PoSME: Proof of Sequential Memory Execution via Latency-Bound Pointer Chasing with Causal Hash Binding
TLDR
PoSME is a cryptographic primitive enforcing sequential memory execution via latency-bound pointer chasing with causal hash binding.
Key contributions
- Enforces strict linear sequential memory execution steps.
- Offers high time-memory trade-off resistance with a quadratic space-time lower bound.

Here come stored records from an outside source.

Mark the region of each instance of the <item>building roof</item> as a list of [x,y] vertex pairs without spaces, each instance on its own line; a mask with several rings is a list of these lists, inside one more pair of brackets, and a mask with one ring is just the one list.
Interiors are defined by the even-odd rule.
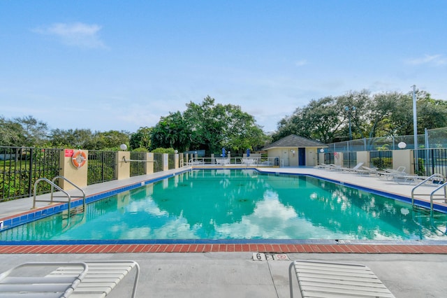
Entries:
[[302,136],[297,136],[296,134],[291,134],[276,142],[272,143],[270,145],[266,146],[263,150],[268,150],[274,148],[302,148],[302,147],[328,147],[326,144],[316,141],[309,140],[309,139],[303,138]]

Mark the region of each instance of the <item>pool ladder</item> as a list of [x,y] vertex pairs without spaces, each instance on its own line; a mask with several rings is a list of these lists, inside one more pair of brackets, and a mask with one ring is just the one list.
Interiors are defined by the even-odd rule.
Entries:
[[[65,190],[61,189],[59,186],[56,185],[56,183],[54,182],[56,181],[56,179],[58,179],[58,178],[63,179],[65,181],[66,181],[68,183],[70,183],[75,188],[76,188],[79,191],[80,191],[82,194],[81,195],[78,195],[78,196],[72,196],[70,194],[68,194],[67,192],[66,192]],[[46,182],[47,183],[48,183],[48,184],[50,184],[51,185],[51,195],[50,195],[50,201],[48,201],[48,199],[37,199],[36,197],[36,194],[37,193],[37,185],[38,185],[38,183],[41,182],[41,181]],[[56,190],[59,190],[59,192],[62,192],[64,194],[64,195],[54,195],[54,189],[56,189]],[[54,198],[59,198],[59,197],[66,197],[68,199],[66,199],[66,200],[54,199]],[[49,179],[47,179],[46,178],[40,178],[37,179],[36,180],[36,182],[34,183],[34,199],[33,199],[33,208],[32,208],[33,209],[36,208],[36,201],[49,201],[50,204],[54,204],[54,203],[68,203],[67,218],[69,220],[70,218],[73,215],[76,214],[78,213],[78,211],[76,211],[75,213],[73,213],[73,214],[71,213],[71,199],[73,199],[73,198],[82,198],[82,212],[85,212],[85,211],[87,210],[87,206],[86,206],[86,203],[85,203],[85,192],[84,192],[84,190],[82,190],[80,187],[76,185],[73,182],[70,181],[66,178],[64,177],[63,176],[57,176],[56,177],[53,178],[53,179],[52,180],[50,180]]]
[[[416,190],[420,187],[420,186],[425,185],[430,183],[434,183],[434,181],[439,181],[439,185],[430,194],[427,193],[415,193]],[[444,193],[439,193],[439,190],[444,190]],[[411,206],[414,208],[414,196],[425,196],[430,197],[430,216],[433,216],[433,201],[444,201],[444,203],[447,204],[447,183],[446,182],[446,178],[444,176],[435,173],[428,177],[427,179],[420,182],[419,184],[416,185],[411,190]]]

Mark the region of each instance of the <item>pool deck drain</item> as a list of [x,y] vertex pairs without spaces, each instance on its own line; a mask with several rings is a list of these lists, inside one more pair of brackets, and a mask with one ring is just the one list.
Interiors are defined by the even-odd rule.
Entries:
[[446,245],[391,244],[91,244],[3,245],[0,254],[122,253],[380,253],[447,254]]
[[[265,169],[267,171],[271,169]],[[401,196],[409,196],[412,185],[399,185],[379,180],[373,177],[362,177],[353,174],[340,174],[328,171],[309,168],[281,169],[284,173],[305,173],[322,178],[350,183],[360,187],[375,189]],[[145,176],[133,177],[127,180],[110,181],[99,185],[93,185],[86,189],[88,195],[96,195],[105,191],[127,187],[133,183],[142,183],[141,180],[148,180],[162,176],[161,173]],[[2,202],[0,211],[0,225],[5,218],[17,216],[17,214],[29,212],[32,198],[22,199]],[[70,253],[214,253],[214,252],[258,252],[268,254],[282,253],[352,253],[352,254],[447,254],[446,241],[307,241],[297,243],[296,241],[272,241],[259,240],[256,243],[238,239],[234,241],[223,241],[220,243],[191,243],[185,241],[160,243],[0,243],[0,254],[70,254]],[[193,241],[192,241],[193,242]],[[205,243],[204,243],[205,242]]]

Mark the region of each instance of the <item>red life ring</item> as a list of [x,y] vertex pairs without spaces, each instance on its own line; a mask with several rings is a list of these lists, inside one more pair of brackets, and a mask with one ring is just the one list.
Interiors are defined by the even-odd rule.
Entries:
[[73,165],[78,169],[85,164],[85,162],[87,162],[87,155],[85,152],[80,150],[74,152],[71,157],[71,162],[73,162]]

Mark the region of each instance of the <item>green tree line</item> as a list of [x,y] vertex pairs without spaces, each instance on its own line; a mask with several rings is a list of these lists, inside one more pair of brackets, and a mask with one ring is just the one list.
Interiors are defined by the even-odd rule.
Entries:
[[[447,127],[447,101],[417,91],[418,134],[423,129]],[[254,117],[240,106],[216,104],[207,97],[200,104],[186,104],[184,112],[170,112],[154,127],[135,132],[89,129],[50,130],[32,116],[7,119],[0,116],[0,146],[118,150],[173,148],[179,152],[205,150],[242,153],[258,150],[270,141],[291,134],[332,143],[362,138],[413,134],[413,99],[411,93],[367,90],[349,92],[338,97],[312,99],[281,119],[271,135],[263,132]],[[349,134],[351,123],[351,134]]]
[[[434,99],[417,91],[418,134],[424,129],[447,127],[447,101]],[[352,139],[413,134],[412,93],[367,90],[349,92],[339,97],[312,100],[278,123],[272,135],[277,141],[291,134],[323,143]]]

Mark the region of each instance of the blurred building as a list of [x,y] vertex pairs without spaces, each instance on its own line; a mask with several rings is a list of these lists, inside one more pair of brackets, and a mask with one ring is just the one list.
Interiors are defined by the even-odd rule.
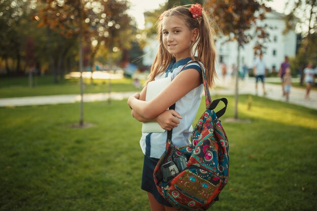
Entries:
[[[278,71],[285,56],[290,57],[295,56],[297,35],[294,30],[290,30],[287,34],[283,34],[286,27],[284,14],[272,10],[266,14],[265,17],[265,19],[258,24],[260,26],[266,24],[266,31],[269,34],[270,41],[264,44],[266,49],[263,59],[269,72]],[[147,27],[149,27],[150,26],[147,26]],[[254,30],[255,29],[251,29],[251,31]],[[217,38],[216,46],[219,56],[218,64],[221,61],[225,63],[228,67],[228,72],[230,73],[231,67],[232,65],[236,65],[237,63],[237,43],[235,41],[225,41],[227,39],[226,37]],[[241,48],[241,68],[244,64],[246,64],[249,69],[252,68],[257,59],[254,56],[253,47],[257,41],[257,38],[254,38],[245,45],[244,48]],[[148,43],[148,45],[144,49],[145,55],[143,58],[143,64],[149,66],[156,53],[158,43],[156,40],[150,39]]]
[[[269,72],[278,71],[280,65],[284,60],[285,56],[289,57],[296,55],[297,35],[294,30],[290,30],[283,34],[286,25],[284,20],[284,15],[272,11],[266,14],[265,19],[259,21],[259,25],[266,24],[266,32],[269,34],[269,41],[264,44],[266,48],[264,50],[263,60]],[[251,29],[253,32],[255,29]],[[217,39],[216,46],[219,55],[219,60],[231,67],[236,64],[237,56],[237,43],[235,41],[225,42],[226,37]],[[258,40],[253,38],[250,43],[241,49],[240,65],[242,67],[246,64],[249,68],[252,68],[257,58],[254,55],[253,47]],[[230,72],[230,70],[228,69]]]

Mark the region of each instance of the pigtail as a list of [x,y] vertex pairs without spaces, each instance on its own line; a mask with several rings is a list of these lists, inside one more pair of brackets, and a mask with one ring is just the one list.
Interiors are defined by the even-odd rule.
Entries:
[[157,38],[159,42],[158,49],[151,66],[150,74],[145,81],[145,85],[149,82],[154,80],[156,75],[165,72],[173,59],[172,55],[169,53],[163,45],[162,19],[165,13],[161,15],[156,22]]
[[205,11],[203,11],[199,22],[200,36],[195,51],[197,52],[197,60],[202,62],[206,69],[208,86],[212,88],[217,77],[215,67],[216,51],[213,39],[215,32],[212,27],[212,21]]

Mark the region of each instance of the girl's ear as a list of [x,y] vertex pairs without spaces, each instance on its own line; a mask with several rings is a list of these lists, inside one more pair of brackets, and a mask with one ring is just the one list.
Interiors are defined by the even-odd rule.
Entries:
[[195,28],[191,31],[191,41],[194,42],[197,39],[198,34],[199,33],[199,30],[197,28]]

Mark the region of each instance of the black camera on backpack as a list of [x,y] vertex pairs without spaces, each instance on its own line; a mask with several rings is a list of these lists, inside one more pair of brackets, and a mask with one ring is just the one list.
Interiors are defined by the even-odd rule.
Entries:
[[161,171],[163,181],[167,183],[177,176],[186,168],[187,158],[184,155],[178,156],[175,160],[172,160],[162,165]]

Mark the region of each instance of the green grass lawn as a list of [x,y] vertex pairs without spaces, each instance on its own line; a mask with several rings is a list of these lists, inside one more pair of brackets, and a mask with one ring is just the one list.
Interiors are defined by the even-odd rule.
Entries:
[[[229,180],[209,210],[315,209],[317,111],[257,97],[247,111],[242,96],[240,116],[252,123],[228,122],[228,99]],[[126,101],[84,110],[93,126],[71,126],[77,103],[0,108],[1,210],[149,210],[141,124]]]
[[[267,82],[269,83],[272,83],[272,84],[274,84],[274,85],[282,85],[282,83],[281,82],[270,82],[270,81],[268,81]],[[303,86],[300,86],[300,83],[299,83],[299,82],[292,82],[292,86],[293,87],[295,87],[296,88],[300,88],[300,89],[306,89],[306,84],[304,84]],[[281,88],[282,89],[282,88]],[[317,91],[317,86],[311,86],[311,90],[315,90]]]
[[[65,79],[57,84],[53,82],[52,76],[36,76],[35,86],[28,86],[27,77],[0,77],[0,98],[10,98],[43,95],[78,94],[80,82],[78,79]],[[84,80],[85,93],[106,93],[109,88],[107,79],[94,79],[94,84],[90,79]],[[133,85],[131,78],[124,78],[112,79],[111,92],[137,91]]]

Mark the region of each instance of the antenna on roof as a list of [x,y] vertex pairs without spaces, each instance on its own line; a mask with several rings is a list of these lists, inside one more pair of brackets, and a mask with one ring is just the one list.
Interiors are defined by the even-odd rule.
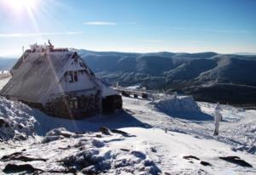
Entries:
[[22,46],[22,61],[24,62],[24,46]]

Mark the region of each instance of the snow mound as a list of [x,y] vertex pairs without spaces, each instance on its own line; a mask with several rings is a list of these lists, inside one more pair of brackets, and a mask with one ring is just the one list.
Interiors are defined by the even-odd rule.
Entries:
[[201,113],[201,109],[192,96],[172,96],[154,103],[154,107],[166,113]]
[[0,140],[25,140],[35,133],[36,120],[27,105],[0,97]]

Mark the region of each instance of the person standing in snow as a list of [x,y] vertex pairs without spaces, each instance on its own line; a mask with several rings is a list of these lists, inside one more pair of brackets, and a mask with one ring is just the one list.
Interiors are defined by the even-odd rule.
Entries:
[[215,111],[214,111],[214,124],[215,124],[215,129],[214,129],[214,133],[213,135],[218,135],[218,127],[219,127],[219,122],[222,120],[222,116],[220,114],[220,105],[218,103],[216,107],[215,107]]

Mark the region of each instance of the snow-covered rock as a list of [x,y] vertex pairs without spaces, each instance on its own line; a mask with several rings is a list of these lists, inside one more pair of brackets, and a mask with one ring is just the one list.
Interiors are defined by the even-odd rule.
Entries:
[[26,139],[35,134],[36,121],[30,107],[0,97],[0,139]]
[[160,111],[166,113],[200,113],[201,109],[192,96],[172,96],[154,103]]

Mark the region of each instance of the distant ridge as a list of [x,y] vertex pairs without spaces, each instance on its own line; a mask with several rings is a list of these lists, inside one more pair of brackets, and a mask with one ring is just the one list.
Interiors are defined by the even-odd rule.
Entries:
[[[76,51],[106,82],[177,91],[197,100],[256,106],[256,55]],[[2,58],[0,68],[10,69],[16,60]]]

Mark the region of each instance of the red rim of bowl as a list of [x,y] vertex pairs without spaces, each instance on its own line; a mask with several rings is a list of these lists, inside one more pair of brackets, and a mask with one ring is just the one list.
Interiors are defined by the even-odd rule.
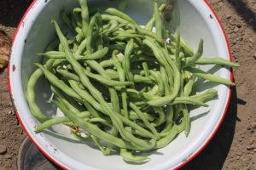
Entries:
[[[30,11],[30,9],[32,8],[32,6],[34,5],[34,3],[37,2],[38,0],[33,0],[33,2],[30,4],[30,6],[28,7],[28,8],[26,9],[26,11],[25,12],[24,15],[22,16],[18,26],[17,26],[17,29],[14,34],[14,37],[13,37],[13,39],[12,39],[12,42],[14,43],[14,42],[15,41],[15,38],[16,38],[16,35],[17,33],[19,32],[19,30],[20,30],[20,27],[24,20],[24,19],[26,18],[26,14],[28,14],[28,12]],[[218,18],[217,14],[215,14],[213,8],[211,7],[211,5],[209,4],[209,3],[207,1],[207,0],[202,0],[207,5],[207,7],[211,9],[212,13],[213,14],[214,17],[217,19],[217,21],[221,28],[221,31],[222,31],[222,33],[223,35],[224,36],[224,40],[225,40],[225,42],[226,42],[226,46],[227,46],[227,48],[228,48],[228,52],[229,52],[229,59],[230,61],[232,61],[232,58],[231,58],[231,53],[230,53],[230,45],[229,45],[229,42],[228,42],[228,39],[227,39],[227,36],[224,32],[224,27],[219,20],[219,19]],[[8,65],[8,75],[9,75],[9,77],[8,77],[8,86],[9,86],[9,91],[10,93],[10,94],[12,95],[12,89],[11,89],[11,86],[10,86],[10,76],[9,76],[9,73],[10,73],[10,64],[9,64]],[[232,69],[230,69],[230,80],[232,82],[233,81],[233,73],[232,73]],[[218,124],[218,126],[216,127],[216,128],[214,129],[214,131],[212,133],[211,136],[206,140],[206,142],[204,143],[203,145],[201,145],[198,150],[196,152],[195,152],[193,155],[191,155],[187,160],[186,162],[182,162],[181,164],[177,165],[176,167],[174,167],[174,169],[179,169],[181,168],[183,166],[184,166],[185,164],[187,164],[188,162],[189,162],[191,160],[193,160],[200,152],[201,152],[203,150],[203,149],[209,144],[209,142],[211,141],[211,139],[213,138],[213,136],[215,135],[215,133],[217,133],[218,129],[219,128],[220,125],[222,124],[223,122],[223,120],[226,115],[226,112],[227,112],[227,110],[228,110],[228,106],[229,106],[229,104],[230,102],[230,98],[231,98],[231,88],[230,87],[230,89],[229,89],[229,94],[228,94],[228,100],[227,100],[227,103],[225,105],[225,109],[224,109],[224,114],[222,115],[222,117]],[[26,129],[26,126],[24,125],[22,120],[20,119],[20,114],[18,111],[16,111],[17,113],[17,118],[19,120],[19,122],[20,122],[21,124],[21,127],[22,128],[25,130],[26,133],[28,135],[29,139],[32,141],[32,143],[37,146],[37,148],[48,158],[49,159],[50,161],[52,161],[53,162],[55,162],[57,166],[59,166],[60,167],[61,167],[62,169],[67,169],[67,167],[65,167],[63,165],[61,165],[61,163],[58,162],[57,161],[55,161],[54,158],[52,158],[49,155],[48,155],[41,147],[39,144],[37,144],[37,142],[32,139],[32,137],[30,135],[30,133],[28,133],[28,131]]]

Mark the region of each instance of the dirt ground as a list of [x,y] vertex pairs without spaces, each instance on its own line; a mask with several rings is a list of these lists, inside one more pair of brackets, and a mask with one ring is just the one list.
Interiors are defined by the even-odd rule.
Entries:
[[[236,87],[223,124],[208,145],[182,170],[256,170],[256,1],[209,0],[227,33]],[[31,0],[0,0],[0,30],[13,37]],[[7,69],[0,71],[0,170],[16,169],[24,132],[8,91]]]

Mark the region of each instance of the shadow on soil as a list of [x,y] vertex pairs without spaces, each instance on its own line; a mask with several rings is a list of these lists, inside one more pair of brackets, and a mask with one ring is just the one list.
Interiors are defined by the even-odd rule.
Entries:
[[0,23],[5,26],[16,27],[32,0],[0,1]]
[[245,102],[236,98],[236,88],[232,87],[230,103],[222,125],[207,147],[180,170],[220,170],[230,151],[237,118],[237,104]]
[[241,0],[228,0],[237,14],[256,31],[256,13],[252,11],[247,4]]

- Limits ASIC advantage by DRAM random-access latency, not bandwidth.
Why it matters
PoSME introduces a novel cryptographic primitive for enforcing sustained sequential computation, crucial for various security applications. It effectively resists time-memory trade-offs and limits ASIC advantages, making it robust against specialized hardware.
Original Abstract
We introduce PoSME (Proof of Sequential Memory Execution), a cryptographic primitive that enforces sustained sequential computation via latency-bound pointer chasing over a mutable arena. Each step reads data-dependent addresses, writes a block whose value and causal hash are mutually dependent (symbiotic binding), and chains the result into a global transcript. This yields three properties: (1) strict linear sequential memory-step enforcement, (2) high time-memory trade-off resistance (a tenfold penalty at a write density of 4, with a formal space-time lower bound that scales quadratically with the number of steps), and (3) a tight ASIC advantage bound by DRAM random-access latency rather than bandwidth. Benchmarks across 17 CPU platforms and 4 GPU architectures demonstrate that hash computation is under 3.5 percent of step cost and GPU hardware is 14 to 19 times slower than a consumer CPU. POSME requires no trusted setup and provides a foundation for verifiable delay, authorship attestation, and Sybil resistance.